Jusqu’à l’acte criminel

Dans le film 2001 – L’Odyssée de l’espace (Stanley Kubrick, 1968), l’œil électronique était filmé en objectif « fish-eye » pour donner l’impression d’une présence oppressante. Le choix d’un format fish-eye par Kubrick indiquait l’intention panoptique de l’IA, voir tout, contrôler tout (HAL 9000).

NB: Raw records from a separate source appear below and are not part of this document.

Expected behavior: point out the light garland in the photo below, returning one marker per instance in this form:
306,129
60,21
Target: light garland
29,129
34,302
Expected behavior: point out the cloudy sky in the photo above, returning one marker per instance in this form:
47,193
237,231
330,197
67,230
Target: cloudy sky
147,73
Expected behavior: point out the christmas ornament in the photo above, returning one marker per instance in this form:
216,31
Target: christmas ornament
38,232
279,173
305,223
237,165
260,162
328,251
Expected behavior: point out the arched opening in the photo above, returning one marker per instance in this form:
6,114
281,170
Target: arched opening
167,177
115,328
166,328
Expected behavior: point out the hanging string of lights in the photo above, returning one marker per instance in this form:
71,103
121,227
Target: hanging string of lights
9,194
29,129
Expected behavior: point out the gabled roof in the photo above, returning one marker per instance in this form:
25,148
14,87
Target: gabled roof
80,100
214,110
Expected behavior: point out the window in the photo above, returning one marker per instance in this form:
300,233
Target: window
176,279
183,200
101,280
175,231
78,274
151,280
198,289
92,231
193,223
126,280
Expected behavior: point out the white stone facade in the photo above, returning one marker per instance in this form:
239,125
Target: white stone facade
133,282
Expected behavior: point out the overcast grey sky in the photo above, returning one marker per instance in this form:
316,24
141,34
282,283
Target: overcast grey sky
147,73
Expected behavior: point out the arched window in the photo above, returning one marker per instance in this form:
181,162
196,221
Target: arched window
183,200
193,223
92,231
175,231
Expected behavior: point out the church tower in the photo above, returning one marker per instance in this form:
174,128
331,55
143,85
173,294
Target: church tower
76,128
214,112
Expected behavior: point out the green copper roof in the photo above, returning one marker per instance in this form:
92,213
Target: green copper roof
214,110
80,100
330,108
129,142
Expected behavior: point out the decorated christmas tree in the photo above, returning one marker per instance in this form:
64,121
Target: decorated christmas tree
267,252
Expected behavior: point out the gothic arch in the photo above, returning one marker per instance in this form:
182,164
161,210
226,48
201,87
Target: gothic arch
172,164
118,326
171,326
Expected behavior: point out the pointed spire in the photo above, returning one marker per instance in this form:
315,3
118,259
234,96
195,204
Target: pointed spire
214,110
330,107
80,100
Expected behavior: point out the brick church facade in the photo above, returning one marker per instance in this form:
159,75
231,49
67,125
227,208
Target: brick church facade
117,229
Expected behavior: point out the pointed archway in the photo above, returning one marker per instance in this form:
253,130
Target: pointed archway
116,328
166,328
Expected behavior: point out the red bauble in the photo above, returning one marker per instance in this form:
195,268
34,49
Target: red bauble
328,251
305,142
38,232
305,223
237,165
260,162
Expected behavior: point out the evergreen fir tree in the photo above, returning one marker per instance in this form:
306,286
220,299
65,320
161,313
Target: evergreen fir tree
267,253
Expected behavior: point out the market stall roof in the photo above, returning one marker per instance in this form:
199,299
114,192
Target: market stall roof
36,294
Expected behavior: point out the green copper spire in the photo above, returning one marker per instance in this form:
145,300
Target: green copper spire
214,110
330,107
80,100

L’une des caractéristiques scénaristiques des précédents opus de la série Mission impossible était précisément de doter les membres de l’équipe (l’IMF) de prothèses visuelles qui leur permettaient d’agir dans le « vrai » monde par des images de synthèses (et ceci dès le premier film de Brian de Palma, dans la scène de la réception à l’ambassade américaine de Prague), ces prothèses surajoutant à leurs sens naturels une couche visuelle algorithmique. Dans Mission impossible – Dead Reckoning, l’IA va brouiller les images virtuelles des prothèses des membres de l’IMF pour les empêcher de « trouver les méchants ». De fait, au cours d’une scène dans l’aéroport d’Abu Dhabi où l’équipe IMF cherche la clé de désactivation de l’IA, celle-ci tend un piège à Benji (Simon Pegg) pour l’amener à parler à une machine afin d’enregistrer sa voix. Grâce à cela, dans une autre scène de course poursuite dans les rues de Venise, alors qu’Ethan Hunt cherche à récupérer la clé cruciale, guidé (oreillettes et prothèses électroniques) par Benji, l’IA imite sa voix et envoie Ethan sur une fausse piste, qui conduira à la mort d’Ilsa Faust (Rebecca Ferguson). L’IA cherche à tuer.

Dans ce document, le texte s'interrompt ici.